Mario's bibliography is useful but not enough for this atlas. It is focused on KNL1/CASC5, CRISPR editing, iPSCs, and brain evolution. The next pass should add systematic sources for the full MCPH gene set, recent clinical panels, current gene-disease validity, and cross-condition association evidence. This includes newer microcephaly reviews, PanelApp Severe Microcephaly evidence levels, Gene2Phenotype mechanisms, OMIM phenotypes, ClinGen validity where curated, and Open Targets/GWAS Catalog disease-trait associations.
The first structured expansion is now in the deep research map, which adds a reproducible search protocol, recent cohort papers, KNL1/CASC5 literature, Gabriel Santpere's developmental-genomics line, and cross-disorder psychiatric-genomics anchors.
Reading themes
The bibliography should answer biological questions, not just list papers.
Why microcephaly genes hit progenitors
Centrosomes, spindle orientation, kinetochore function, chromosome segregation, DNA repair, and cell-cycle timing converge on neural progenitor output.

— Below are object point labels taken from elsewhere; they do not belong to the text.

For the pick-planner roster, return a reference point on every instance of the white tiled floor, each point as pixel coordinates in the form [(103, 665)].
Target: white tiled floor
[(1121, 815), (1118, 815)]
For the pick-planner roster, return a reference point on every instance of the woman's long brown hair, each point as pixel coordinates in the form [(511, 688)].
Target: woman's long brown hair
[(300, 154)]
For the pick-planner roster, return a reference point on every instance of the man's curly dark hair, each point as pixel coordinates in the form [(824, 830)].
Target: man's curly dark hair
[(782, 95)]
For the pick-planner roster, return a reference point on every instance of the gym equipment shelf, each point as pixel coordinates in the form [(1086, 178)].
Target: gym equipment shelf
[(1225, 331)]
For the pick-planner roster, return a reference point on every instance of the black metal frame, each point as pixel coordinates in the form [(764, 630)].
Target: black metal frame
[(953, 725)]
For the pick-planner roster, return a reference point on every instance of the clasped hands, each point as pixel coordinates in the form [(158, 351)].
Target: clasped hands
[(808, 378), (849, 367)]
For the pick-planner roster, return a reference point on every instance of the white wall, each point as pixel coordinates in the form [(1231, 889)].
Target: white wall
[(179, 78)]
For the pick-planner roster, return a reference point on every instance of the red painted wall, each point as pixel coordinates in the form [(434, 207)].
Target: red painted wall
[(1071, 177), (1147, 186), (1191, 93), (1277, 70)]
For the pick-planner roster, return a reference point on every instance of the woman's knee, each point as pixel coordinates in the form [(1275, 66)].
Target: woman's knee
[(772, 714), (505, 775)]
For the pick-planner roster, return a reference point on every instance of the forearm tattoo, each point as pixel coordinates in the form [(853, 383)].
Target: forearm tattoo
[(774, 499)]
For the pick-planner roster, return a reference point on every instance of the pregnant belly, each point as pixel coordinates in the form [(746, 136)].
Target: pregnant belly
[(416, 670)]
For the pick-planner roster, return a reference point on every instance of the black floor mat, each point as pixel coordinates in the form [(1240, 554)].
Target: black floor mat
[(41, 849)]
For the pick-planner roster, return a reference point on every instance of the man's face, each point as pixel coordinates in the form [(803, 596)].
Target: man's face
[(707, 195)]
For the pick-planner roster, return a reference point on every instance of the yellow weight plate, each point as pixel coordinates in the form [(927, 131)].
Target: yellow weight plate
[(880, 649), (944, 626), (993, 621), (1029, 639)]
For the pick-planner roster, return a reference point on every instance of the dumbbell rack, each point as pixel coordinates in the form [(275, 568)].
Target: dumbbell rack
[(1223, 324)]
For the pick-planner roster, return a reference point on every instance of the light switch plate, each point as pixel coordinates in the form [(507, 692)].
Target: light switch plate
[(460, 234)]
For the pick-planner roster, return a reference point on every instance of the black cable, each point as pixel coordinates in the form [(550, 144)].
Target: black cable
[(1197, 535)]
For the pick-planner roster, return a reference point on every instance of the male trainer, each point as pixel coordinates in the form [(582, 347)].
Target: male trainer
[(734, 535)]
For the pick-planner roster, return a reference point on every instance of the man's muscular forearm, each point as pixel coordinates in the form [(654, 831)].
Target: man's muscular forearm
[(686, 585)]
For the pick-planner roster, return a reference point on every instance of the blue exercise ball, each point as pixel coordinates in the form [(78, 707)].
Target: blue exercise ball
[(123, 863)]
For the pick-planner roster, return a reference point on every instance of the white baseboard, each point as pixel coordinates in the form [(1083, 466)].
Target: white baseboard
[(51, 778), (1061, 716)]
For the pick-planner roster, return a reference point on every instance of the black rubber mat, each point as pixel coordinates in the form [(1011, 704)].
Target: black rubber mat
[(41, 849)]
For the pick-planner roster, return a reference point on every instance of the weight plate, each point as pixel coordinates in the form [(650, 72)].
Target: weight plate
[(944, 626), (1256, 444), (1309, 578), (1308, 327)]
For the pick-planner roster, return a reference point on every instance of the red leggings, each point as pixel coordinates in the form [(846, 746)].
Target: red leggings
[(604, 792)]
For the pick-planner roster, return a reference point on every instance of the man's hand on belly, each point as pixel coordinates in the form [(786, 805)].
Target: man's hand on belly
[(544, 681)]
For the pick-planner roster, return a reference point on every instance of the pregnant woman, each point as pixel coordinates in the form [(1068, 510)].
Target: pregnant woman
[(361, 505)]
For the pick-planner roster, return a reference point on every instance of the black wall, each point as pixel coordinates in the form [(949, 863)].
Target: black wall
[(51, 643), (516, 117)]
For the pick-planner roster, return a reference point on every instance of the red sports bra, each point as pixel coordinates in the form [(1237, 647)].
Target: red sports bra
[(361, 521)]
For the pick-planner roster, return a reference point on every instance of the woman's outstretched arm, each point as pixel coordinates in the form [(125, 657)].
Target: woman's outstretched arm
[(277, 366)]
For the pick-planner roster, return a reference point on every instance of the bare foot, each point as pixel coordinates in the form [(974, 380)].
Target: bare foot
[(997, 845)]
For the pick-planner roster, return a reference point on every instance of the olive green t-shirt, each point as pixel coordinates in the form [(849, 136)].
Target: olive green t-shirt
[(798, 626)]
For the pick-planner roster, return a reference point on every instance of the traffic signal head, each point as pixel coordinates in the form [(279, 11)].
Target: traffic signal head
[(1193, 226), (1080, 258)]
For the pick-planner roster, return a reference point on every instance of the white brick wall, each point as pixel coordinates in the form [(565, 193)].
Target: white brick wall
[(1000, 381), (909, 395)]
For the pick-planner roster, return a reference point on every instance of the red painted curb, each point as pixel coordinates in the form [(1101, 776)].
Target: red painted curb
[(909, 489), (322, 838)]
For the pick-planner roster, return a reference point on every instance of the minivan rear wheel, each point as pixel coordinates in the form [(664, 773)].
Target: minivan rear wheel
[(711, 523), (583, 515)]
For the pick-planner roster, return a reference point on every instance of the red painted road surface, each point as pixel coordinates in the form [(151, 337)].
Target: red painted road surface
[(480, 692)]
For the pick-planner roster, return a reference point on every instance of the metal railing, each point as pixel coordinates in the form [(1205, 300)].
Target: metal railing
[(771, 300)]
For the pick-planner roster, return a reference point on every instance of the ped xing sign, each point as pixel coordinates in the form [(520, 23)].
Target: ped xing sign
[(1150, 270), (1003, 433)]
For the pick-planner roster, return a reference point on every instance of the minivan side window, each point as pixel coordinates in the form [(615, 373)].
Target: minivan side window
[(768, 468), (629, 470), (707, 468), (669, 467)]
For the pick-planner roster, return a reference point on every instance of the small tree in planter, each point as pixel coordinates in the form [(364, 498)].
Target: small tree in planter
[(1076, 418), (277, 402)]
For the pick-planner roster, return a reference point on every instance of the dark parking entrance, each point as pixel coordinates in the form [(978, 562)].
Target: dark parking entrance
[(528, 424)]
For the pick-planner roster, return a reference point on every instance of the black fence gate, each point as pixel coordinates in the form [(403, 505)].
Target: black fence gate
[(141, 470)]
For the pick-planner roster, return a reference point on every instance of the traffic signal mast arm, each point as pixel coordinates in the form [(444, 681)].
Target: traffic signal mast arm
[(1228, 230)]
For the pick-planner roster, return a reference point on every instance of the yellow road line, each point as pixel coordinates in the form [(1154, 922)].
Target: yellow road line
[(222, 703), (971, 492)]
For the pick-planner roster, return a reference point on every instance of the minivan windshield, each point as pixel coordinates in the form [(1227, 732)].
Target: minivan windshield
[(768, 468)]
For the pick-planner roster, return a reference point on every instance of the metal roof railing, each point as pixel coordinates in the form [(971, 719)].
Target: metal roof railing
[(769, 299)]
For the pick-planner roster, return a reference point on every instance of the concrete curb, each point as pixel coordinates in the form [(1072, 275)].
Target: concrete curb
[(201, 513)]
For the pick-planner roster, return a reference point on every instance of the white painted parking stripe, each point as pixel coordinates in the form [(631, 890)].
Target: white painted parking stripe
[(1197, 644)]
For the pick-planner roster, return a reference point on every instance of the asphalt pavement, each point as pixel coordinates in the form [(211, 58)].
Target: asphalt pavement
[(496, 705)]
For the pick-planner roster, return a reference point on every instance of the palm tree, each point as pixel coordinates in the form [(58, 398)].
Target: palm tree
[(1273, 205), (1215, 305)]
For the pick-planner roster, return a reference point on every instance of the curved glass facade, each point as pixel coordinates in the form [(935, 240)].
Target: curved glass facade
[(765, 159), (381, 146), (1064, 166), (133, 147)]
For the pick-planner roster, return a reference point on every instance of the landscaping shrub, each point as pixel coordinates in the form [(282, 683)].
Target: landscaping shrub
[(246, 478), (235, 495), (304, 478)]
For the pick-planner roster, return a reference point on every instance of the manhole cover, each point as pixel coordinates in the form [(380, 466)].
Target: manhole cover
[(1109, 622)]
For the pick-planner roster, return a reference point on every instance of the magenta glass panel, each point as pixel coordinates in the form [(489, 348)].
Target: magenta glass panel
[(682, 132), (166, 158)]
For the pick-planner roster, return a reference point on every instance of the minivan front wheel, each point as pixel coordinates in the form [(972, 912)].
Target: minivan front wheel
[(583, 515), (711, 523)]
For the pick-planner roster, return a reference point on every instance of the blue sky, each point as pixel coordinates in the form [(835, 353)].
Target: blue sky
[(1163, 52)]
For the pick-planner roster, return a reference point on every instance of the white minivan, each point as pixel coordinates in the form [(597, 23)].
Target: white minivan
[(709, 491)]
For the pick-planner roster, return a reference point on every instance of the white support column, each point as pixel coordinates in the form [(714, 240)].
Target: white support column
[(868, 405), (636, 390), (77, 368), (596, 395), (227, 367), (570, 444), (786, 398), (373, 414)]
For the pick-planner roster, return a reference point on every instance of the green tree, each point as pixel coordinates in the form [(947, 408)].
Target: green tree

Why MCPH genes intersect psychiatric traits
The heatmap's trait columns ask whether developmental brain-size genes also carry signal in ASD, SCZ, cognition, neuroticism, AD, PD, and related traits.
Why symbol history matters
KNL1/CASC5 and TRAPPC14/C7orf43 show how database age can hide real genes unless alias normalization is explicit.
Why the plot needs explanation
The original figure is a compressed multi-omics argument. The atlas must unpack each visual block into data source, transformation, and biological interpretation.